Our proposal addresses the core question of the challenge by offering both a tool, and community-led research and documentation to support it, to enhance the developer ecosystem. In the words of the challenge, we are bringing “standards, resources [and] documentation that bring … novel innovation to the ecosystem”. This proposal’s adaptation of the nanopublications standard will make it easier to develop on Cardano, by making it easier to research and build on existing knowledge.
Developers on Cardano, particularly newcomers, will be able to use the Nanopublications Dashboard to find out what has already been created in past projects, and iterate on it, very much in the way that traditional nanopublications help academics to discover and build on existing research. This helps Cardano developers to amplify existing discoveries, rather than reinventing the wheel. The Dashboard also enables developers to log insights from their own work, facilitating proper attribution, and helping them find and collaborate with others who are working on similar ideas. Insights added from completed projects might include pitfalls or problems, thus helping future developers avoid or address them. Overall, the proposal offers an approach that can help the developer ecosystem become more iterative and more collaborative.
The benefits to Cardano as a whole include helping ensure that we don’t lose or forget what we learn (whether from Catalyst funded proposals or anything else), and that we can continue to access and draw on it longterm. It will help us see the connections between different projects’ discoveries; it will also help us see any points of disagreement between proposals on similar topics, which could provide fruitful avenues for further exploration. In short, it forms part of our community's memory.

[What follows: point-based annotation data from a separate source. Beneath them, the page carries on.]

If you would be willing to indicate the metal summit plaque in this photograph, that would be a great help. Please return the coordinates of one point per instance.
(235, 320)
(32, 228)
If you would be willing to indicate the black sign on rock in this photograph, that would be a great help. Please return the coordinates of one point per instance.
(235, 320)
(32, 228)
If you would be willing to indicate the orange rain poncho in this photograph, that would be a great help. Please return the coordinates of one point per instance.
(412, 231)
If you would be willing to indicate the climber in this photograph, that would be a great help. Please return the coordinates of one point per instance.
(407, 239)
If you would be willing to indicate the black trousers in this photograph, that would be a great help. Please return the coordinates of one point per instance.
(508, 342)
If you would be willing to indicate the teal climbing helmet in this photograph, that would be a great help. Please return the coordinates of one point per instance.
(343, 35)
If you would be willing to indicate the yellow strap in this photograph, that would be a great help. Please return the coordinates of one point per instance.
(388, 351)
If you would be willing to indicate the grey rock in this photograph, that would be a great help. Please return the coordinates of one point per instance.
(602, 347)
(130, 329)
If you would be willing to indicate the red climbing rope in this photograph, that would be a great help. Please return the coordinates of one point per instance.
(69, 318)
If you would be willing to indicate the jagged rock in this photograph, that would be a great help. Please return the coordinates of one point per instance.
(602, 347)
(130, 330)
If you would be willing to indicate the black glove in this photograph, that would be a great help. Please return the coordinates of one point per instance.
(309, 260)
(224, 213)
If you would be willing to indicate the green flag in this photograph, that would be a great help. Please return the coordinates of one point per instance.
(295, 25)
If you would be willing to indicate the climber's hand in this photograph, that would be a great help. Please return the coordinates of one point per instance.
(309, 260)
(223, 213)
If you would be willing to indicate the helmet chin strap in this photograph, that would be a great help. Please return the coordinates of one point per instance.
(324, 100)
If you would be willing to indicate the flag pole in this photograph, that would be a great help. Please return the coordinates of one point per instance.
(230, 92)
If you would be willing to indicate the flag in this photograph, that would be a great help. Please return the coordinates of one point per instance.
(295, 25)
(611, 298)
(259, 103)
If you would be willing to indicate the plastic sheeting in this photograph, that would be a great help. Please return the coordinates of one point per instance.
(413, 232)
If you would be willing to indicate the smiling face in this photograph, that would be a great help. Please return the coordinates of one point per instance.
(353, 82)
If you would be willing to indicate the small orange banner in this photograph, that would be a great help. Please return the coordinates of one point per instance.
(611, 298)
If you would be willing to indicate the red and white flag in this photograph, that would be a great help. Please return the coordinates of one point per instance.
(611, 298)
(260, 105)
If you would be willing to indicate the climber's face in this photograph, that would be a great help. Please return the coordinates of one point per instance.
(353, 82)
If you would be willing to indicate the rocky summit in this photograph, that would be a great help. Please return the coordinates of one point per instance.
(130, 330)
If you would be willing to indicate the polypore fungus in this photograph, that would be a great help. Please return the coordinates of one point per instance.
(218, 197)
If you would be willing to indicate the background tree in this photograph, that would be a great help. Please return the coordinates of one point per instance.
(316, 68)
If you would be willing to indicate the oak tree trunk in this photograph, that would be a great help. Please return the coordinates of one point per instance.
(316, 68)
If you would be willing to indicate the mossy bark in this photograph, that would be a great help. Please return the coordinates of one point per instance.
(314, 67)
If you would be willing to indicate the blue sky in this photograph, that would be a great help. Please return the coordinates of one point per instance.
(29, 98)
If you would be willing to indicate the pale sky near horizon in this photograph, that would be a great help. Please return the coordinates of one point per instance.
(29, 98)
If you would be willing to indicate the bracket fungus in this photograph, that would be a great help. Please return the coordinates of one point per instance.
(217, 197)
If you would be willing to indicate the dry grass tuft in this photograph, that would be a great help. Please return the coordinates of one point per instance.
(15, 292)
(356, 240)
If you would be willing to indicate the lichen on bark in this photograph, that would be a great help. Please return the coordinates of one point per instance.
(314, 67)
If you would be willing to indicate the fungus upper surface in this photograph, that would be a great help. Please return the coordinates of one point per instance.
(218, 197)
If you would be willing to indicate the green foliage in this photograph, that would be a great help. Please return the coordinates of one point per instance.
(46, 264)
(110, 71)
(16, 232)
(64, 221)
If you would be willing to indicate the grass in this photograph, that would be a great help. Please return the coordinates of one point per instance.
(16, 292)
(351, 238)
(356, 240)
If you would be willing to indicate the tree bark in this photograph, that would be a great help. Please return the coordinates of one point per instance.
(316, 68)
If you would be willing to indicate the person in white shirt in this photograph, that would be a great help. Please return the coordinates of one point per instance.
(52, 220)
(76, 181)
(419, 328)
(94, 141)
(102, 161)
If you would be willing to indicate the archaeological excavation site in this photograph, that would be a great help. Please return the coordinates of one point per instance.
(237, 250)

The Dashboard also has the potential to help Cardano with auditability and assessment of impact. It will enable us to audit core learning from a proposal more easily, and track exactly how the team derived that learning. Also, since the process of framing one’s work in the way required by the Dashboard will tend to emphasise conclusions and insights, this encourages us to look at the effects of what we do, and will help us as a community to see the impact that is being made across Catalyst on particular topics.
In the long term, the team hopes to integrate AI tooling into this concept, using LLMs both to create AIDA statements and to compare them/discover similarity. In order to enable this kind of work (which could have far-reaching beneficial effects for Catalyst and Cardano) we need to build this initial proof-of-concept and engage the community with how to use it.
How do you intend to measure the success of your project?
- Number of GitHub commits during the build process
- Number of AIDA statements created during the data-population process
- Qualitative feedback from data population team on ease/ difficulty of creating AIDA statements
- Number of training sessions held with the community (we aim for 10)
- Number of pageviews of our training material on GitBook
- Qualitative feedback from training sessions on usefulness of the approach and how easy/difficult it is to use
- Number of people claiming bounties to add material to the database
- Amount and quality of material added
- Number of people claiming bounties to report insights from searches
Please describe your plans to share the outputs and results of your project?
The dashboard build process will be fully open-source, and trackable on GitHub.
Our initial “mini-whitepaper” on our proposed methodology, plus our documentation of the data population team’s working process, and the training materials we create, will all be publicly available on the project's GitBook. We will share them widely in the Catalyst community via Discord, Telegram, Twitter, and the Cardano forum.
Our 10 training sessions, and the process of publicising our Dework bounties to the community, will enable us to share the dashboard and its underlying ideas widely.